Em vista das considerações expostas, e de muitas outras de ordem economica que nos abstemos de acrescentar para não tornar mais longo este parecer, as commissões reunidas de fazenda, guerra e obras publicas, são de opinião que o projecto de lei n.° 13, seja approvado.

Sala das sessões das commissões reunidas de fazenda, guerra e obras publicas, 31 de março de 1882. = Antonio Rodrigues Sampaio = Barros e Sá = Placido de Abreu = Antonio Florencio de Sousa Pinto = D. Luiz da camara Leme (com declarações) = Antonio Telles Pereira de Vasconcellos Pimentel = Visconde de Uivar == Francisco Joaquim da Costa e Silva = Marguez de Ficalho (com declarações) = Augusto Xavier Palmeirim (com declarações) = Jayme Larcher (com declarações) = Visconde de S. Januario (vencido) = João Chrysostomo de Abreu e Sousa (vencido) = José Joaquim de Castro (vencido) = Antonio Augusto de Aguiar (vencido) = Fortunato José Barreiros = Francisco Simões Margiochi, relator.

Projecto de lei n.° 13

Artigo l.°- É approvado, na parte que depende de sanação legislativa, o contrato provisorio celebrado entre o governo e a firma Henry Burnay & C.a, em 7 de maio de 1881, para a construcção e exploração de uma linha ferrea de Lisboa a Cintra e a Torres Vedras, devendo ficar expresso no contrato definitivo: que na falta de accordo entre o governo e a empreza, que se organisar quanto ás tarifas que devem vigorar nas linhas de Lisboa a Torres Vedras, serão applicadas n'essa linha as tarifas approvadas pelo governo que estiverem em vigor nas linhas do norte e leste.

§ unico.
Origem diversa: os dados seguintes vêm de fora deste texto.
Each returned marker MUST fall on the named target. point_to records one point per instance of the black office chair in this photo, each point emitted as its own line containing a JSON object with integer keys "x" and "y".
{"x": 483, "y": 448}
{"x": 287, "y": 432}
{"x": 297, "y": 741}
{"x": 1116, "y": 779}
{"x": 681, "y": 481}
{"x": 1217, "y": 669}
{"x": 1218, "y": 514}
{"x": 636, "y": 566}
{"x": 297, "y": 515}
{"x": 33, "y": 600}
Approvado o contrato a que se refere este artigo, a firma Henry Burnay á C.a, ou a empreza que esta organisar, obriga-se a construir e a explorar á sua custa e risco, nos termos do artigo 2.°, § 1.°, n.° 1.°, do decreto com força de lei de 31 de dezembro de 1864, e segundo as condições d'aquelle contrato, um ramal que, partindo do ponto da linha de Torres Vedras, que for julgado mais conveniente,, e passando pelas immediações de Runa, termine nas proximidades da Merceana, devendo este ramal estar aberto á exploração publica dentro de um anno, a contar do praso em que deve findar a construcção da linha de Lisboa a Torres Vedras.

Art. 2.° É o governo auctorisado a contratar com a companhia real dos caminhos de ferro portuguezes, nos termos das bases que formam parte integrante d'esta lei, a construcção e exploração de uma linha ferrea que, partindo de Torres Vedras, em prolongamento da linha projectada de Lisboa a Torres Vedras, a que se refere o contrato provisorio de 7 de maio de 1881, passe por Caldas da Rainha, S. Martinho do Porto, Marinha Grande e Leiria, ou se approxime quanto possivel, destas povoações; e, seguindo uma direcção parallela á linha do norte, se bifurque no ponto que for julgado mais conveniente, a fim de se ligar na Figueira com a linha da Beira Alta, e nas immediações de Alfarellos com a do norte.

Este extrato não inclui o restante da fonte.